Key Takeaways
- A scalable Apache Spark platform is essential for processing large global location datasets.
- Integrating Spark with AWS EMR on EKS improves reliability and operational efficiency.
- Platform engineering decisions directly influence data pipeline performance and developer productivity.
- Modern cloud infrastructure enables faster iteration for large-scale data processing workloads.
- Optimizing Spark infrastructure can significantly reduce operational costs while maintaining performance.
At SafeGraph, we rely on Apache Spark, one of the most widely-used large-scale data processing frameworks, to generate our global POI dataset, which includes detailed attributes such as brand affiliation, advanced category tagging, and open hours. Hundreds to thousands of Spark applications each day are used for data transformation, machine learning model inference, and operational tasks.
Managing the reliability, efficiency, and iteration speed of engineers authoring these Spark applications presents a major challenge for our platform engineering team. However, by choosing the right Spark service provider, we can create a strong foundation for our Spark infrastructure that addresses these issues. In a recent blog post, coauthored by Nan Zhu, the Tech Lead Manager of our Platform Engineering team at SafeGraph, and Sr. Solution Architect Dave Thibault from AWS, we shared our journey of building our latest Spark platform on top of AWS EMR on EKS. By doing so, we were able to create a robust and efficient foundation that meets our needs and even led to a 50% reduction in costs compared to our previous Spark managed service vendor.
Read the full post here on the AWS Big Data Blog.
FAQ’s
1. What role does Apache Spark play in large-scale data platforms?
Apache Spark enables distributed data processing for tasks such as data transformation, machine learning inference, and large-scale analytics.

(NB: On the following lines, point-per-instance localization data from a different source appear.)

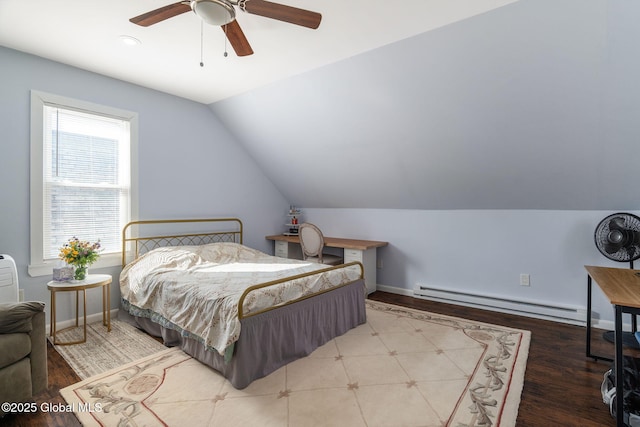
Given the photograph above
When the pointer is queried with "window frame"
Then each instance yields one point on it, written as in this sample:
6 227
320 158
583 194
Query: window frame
38 266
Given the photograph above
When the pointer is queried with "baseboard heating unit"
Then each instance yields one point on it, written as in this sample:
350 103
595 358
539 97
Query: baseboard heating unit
557 312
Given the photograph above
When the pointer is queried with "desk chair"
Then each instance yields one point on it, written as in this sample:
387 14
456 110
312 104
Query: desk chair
312 243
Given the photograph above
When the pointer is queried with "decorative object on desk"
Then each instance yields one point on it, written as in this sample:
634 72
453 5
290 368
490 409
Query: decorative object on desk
617 237
294 221
63 272
80 254
312 243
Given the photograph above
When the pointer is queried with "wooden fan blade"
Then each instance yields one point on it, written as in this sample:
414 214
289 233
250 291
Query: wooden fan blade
161 14
237 39
289 14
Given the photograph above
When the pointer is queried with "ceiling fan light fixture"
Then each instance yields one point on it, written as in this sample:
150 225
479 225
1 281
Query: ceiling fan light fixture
214 12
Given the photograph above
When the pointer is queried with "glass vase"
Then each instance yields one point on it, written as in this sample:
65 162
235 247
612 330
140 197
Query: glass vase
81 273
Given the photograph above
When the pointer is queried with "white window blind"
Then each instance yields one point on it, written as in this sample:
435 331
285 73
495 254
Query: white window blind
83 177
86 179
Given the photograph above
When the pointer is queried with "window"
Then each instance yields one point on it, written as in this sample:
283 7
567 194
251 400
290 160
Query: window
82 180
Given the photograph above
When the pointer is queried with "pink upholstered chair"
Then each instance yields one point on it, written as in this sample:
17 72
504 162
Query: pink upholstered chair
312 243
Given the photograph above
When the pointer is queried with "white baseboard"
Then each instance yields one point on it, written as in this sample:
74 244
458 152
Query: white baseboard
604 325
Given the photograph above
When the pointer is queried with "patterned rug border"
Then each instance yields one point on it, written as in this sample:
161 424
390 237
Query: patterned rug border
480 398
493 392
104 350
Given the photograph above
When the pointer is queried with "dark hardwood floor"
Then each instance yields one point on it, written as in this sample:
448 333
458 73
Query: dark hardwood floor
562 386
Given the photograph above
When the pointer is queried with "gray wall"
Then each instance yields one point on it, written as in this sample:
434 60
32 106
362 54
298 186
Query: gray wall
189 166
531 106
481 150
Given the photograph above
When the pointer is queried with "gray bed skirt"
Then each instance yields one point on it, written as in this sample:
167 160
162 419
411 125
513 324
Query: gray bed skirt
270 340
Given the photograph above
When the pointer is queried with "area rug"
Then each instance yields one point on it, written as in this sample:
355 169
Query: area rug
104 350
402 368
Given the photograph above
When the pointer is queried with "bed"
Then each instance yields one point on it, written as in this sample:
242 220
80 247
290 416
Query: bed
241 311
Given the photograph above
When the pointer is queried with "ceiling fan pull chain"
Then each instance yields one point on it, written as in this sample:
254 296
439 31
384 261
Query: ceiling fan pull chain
225 40
201 43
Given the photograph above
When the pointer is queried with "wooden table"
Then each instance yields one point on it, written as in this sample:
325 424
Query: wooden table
621 286
91 281
363 251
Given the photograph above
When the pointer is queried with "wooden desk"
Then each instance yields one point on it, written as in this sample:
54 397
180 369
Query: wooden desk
621 286
363 251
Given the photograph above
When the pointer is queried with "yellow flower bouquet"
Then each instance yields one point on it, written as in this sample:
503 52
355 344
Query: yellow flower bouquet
80 254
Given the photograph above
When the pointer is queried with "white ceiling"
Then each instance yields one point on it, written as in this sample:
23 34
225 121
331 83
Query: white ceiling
85 34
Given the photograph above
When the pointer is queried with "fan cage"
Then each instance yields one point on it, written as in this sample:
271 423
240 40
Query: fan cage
626 253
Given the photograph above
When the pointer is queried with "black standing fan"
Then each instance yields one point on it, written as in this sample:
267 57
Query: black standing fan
618 238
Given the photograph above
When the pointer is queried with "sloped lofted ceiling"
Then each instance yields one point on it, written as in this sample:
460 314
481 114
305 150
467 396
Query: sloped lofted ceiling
86 34
534 105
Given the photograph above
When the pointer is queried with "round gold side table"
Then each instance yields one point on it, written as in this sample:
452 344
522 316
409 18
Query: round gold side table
91 281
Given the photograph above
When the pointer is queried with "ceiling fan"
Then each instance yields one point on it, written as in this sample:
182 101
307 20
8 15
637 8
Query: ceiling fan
222 13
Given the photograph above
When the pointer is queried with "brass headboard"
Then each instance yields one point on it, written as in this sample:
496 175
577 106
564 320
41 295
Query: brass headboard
140 237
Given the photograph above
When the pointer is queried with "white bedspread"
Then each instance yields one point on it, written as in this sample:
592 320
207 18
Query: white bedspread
196 289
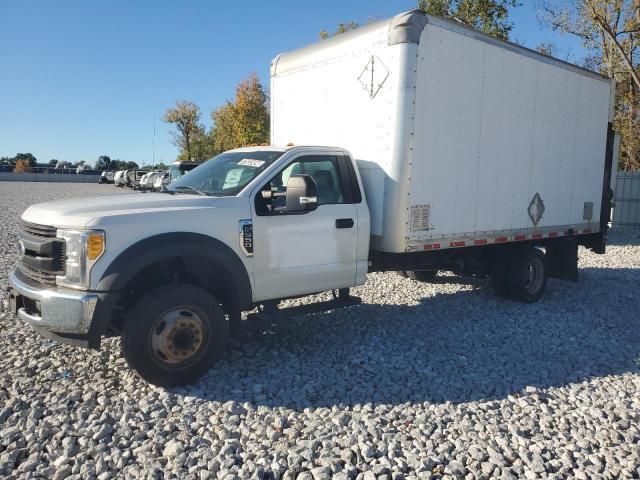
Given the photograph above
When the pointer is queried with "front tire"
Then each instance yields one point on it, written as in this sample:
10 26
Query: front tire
174 335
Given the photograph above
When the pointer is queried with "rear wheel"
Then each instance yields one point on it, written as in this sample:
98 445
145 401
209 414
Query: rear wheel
421 275
527 275
174 335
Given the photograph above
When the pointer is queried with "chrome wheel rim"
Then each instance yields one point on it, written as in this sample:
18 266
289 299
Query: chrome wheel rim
178 337
534 276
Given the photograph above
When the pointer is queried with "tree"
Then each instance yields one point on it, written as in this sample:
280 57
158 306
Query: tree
251 108
342 28
245 121
28 157
488 16
22 165
223 132
610 33
186 118
103 163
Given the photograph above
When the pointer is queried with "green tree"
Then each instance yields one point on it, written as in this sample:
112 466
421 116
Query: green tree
185 116
245 121
610 33
251 108
103 163
342 28
223 131
488 16
27 157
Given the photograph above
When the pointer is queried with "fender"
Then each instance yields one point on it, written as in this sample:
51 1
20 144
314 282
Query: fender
159 247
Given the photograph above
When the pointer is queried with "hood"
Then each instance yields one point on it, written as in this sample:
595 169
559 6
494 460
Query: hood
77 213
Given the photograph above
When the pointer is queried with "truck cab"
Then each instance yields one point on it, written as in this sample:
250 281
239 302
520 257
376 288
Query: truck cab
178 169
170 270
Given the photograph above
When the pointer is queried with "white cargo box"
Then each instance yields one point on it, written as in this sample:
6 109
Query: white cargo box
461 139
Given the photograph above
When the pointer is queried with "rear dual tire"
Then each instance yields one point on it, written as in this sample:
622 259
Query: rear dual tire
520 275
421 275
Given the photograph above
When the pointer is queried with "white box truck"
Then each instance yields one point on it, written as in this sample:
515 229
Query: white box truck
439 149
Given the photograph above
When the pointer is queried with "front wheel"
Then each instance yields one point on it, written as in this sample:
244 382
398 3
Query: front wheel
174 335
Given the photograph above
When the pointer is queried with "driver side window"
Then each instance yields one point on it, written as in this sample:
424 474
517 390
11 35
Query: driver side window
271 200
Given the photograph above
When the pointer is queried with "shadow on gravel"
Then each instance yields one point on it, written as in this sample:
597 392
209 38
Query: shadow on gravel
457 347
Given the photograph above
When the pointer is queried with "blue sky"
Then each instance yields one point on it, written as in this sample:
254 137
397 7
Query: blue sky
79 79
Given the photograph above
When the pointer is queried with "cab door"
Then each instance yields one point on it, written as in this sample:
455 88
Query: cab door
309 252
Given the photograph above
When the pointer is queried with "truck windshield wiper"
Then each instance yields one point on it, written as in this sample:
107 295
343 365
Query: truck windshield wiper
186 187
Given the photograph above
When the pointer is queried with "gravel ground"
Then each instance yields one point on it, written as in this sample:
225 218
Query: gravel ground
421 381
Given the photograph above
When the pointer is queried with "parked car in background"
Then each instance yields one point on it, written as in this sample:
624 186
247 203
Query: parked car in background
118 178
147 181
132 178
106 177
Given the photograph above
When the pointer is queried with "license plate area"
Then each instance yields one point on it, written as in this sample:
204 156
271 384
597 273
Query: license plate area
15 302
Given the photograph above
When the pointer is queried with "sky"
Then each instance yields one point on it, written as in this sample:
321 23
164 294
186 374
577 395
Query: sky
80 79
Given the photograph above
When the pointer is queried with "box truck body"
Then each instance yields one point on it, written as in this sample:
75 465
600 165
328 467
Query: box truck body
461 139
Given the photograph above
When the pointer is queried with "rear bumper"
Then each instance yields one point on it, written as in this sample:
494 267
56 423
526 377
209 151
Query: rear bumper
50 309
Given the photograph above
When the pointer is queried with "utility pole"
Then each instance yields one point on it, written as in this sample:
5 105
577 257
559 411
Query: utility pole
154 141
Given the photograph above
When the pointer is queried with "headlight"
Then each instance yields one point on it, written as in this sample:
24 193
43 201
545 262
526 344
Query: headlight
83 249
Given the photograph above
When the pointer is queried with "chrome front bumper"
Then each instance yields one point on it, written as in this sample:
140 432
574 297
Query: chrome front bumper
52 309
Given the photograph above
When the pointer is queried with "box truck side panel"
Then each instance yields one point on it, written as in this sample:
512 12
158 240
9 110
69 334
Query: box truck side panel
499 129
342 92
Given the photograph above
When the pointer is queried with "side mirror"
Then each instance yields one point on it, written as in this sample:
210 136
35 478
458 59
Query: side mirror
302 194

2. What is AWS EMR on EKS?
AWS EMR on EKS allows organizations to run Apache Spark workloads on Kubernetes using Amazon Elastic Kubernetes Service.
3. Why do companies build custom Spark platforms?
Custom platforms help manage reliability, scalability, and performance when running thousands of data processing jobs.
4. How does EMR on EKS improve Spark infrastructure?
It provides flexible resource management, easier scaling, and better integration with cloud-native environments.
5. What benefits come from optimizing Spark infrastructure?
Improved processing efficiency, faster engineering workflows, and significant cost reductions.